In the same period he produced a series of wax and clay sculptures — the only one exhibited in his lifetime being the celebrated Little Dancer Aged Fourteen (1881), with her real hair, fabric tutu and satin ballet shoes — which represent a three-dimensional exploration of movement parallel to his painting.
The progressive deterioration of his sight from the 1890s profoundly changed his working methods: his late pastels, increasingly dense in their material and intense in their colour, are testimony to an adaptation to failing vision that paradoxically produced some of his most powerful works.
A Difficult Personality
Degas was famous for his misanthropic, caustic and solitary character. Never married, with little inclination for lasting relationships, he lived alone and fell out successively with most of his close friends — most notably during the Dreyfus Affair in 1894, when his virulent antisemitic positions alienated Pissarro, Monet and many former companions. This dark side should not obscure the generosity he showed towards younger artists — he bought paintings by Gauguin and Mary Cassatt, the American artist he supported and encouraged for decades.

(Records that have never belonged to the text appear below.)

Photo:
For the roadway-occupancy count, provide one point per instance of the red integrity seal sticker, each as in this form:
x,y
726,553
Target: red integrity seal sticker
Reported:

He died in Paris on 27 September 1917, aged eighty-three, nearly blind and wandering the streets of the city. At his death, his studio revealed an extraordinary accumulation of unfinished or hoarded works — hundreds of pastels, drawings and paintings, as well as the wax sculptures that would be cast in bronze after his death. The Musée d'Orsay in Paris holds the most important collection of his work.
A Considerable Legacy
Degas's influence on twentieth-century art is both direct and diffuse. His way of capturing movement through gesture rather than pose has nourished generations of draughtsmen and filmmakers. His freedom with framing and perspective — partly inherited from photography and Japanese prints — influenced Toulouse-Lautrec, Bonnard and Vuillard. And his conviction that beauty can be found in the most ordinary gestures and the most tired bodies remains one of the most valuable lessons that modern painting has to offer.